The newspaper has been written, edited and produced from couches and kitchen
tables. January and February seem like an ancient era-the BC (before coronavirus) to the new
AD (after domestication).
The shift may rival great workplace transformations in the 19th and 20th centuries. Twitter
has already said that all its employees will be allowed to work from home permanently and
Facebook expects half its staff to do so within a decade.
It bas been a much more sudden transition than occurred with factories. Steam power meant
they were designed around one great power system, complete with belts and pulleys that
snaked through the building.
A failure at some point in the system meant the whole thing might grind to a
halt. Then electrification allowed individual machines to have their own power source.
But it took half a century from the introduction of electricity in the 1880s before factories
were reconfigured to take advantage of the new power source. The current, rapid shift to AD
was enabled by preconditions.
First, broadband services are today quick enough to allow for document downloads and
videoconferencing. Second, advanced economies revolve around services, not
manufacturing.
Back in the 1970s, when Britain adopted a three-day week (to combat a miners' strike), there
were power cuts and TV stations had to close down early.

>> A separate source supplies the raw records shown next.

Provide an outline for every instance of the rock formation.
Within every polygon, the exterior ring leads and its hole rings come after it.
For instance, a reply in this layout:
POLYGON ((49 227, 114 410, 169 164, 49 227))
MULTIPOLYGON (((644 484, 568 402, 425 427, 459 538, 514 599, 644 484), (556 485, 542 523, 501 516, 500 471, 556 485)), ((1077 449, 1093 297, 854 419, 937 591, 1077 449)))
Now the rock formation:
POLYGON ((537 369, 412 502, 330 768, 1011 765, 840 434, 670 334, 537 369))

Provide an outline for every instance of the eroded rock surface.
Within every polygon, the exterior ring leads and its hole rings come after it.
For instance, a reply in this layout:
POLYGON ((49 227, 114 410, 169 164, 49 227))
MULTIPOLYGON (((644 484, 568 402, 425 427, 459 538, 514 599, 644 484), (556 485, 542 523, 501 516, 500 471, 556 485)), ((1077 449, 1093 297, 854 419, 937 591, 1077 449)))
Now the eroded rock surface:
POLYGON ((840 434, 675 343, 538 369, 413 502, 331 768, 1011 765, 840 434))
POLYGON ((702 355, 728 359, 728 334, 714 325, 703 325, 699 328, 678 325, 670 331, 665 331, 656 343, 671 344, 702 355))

In other words, home life was
severely affected as well.
The pandemic has not turned the lights off. Not only that, it has made remote work seem
both normal and acceptable.
In the past employees who stayed home had to overcome the suspicion that they were
bunking off. Now those who insist on being at the office sound self-important.
Things are missing, of course. Video calls lack the spontaneity of a normal meeting; no
off-the-cuff remarks to lighten the mood.
Distance makes it difficult to generate camaraderie. Creativity is probably harder to foster.
Octavius Black of Mindgym, a consultancy, says new ideas come from weak links in
networks--ie, people you meet occasionally. Such "casual collisions" have become rarer.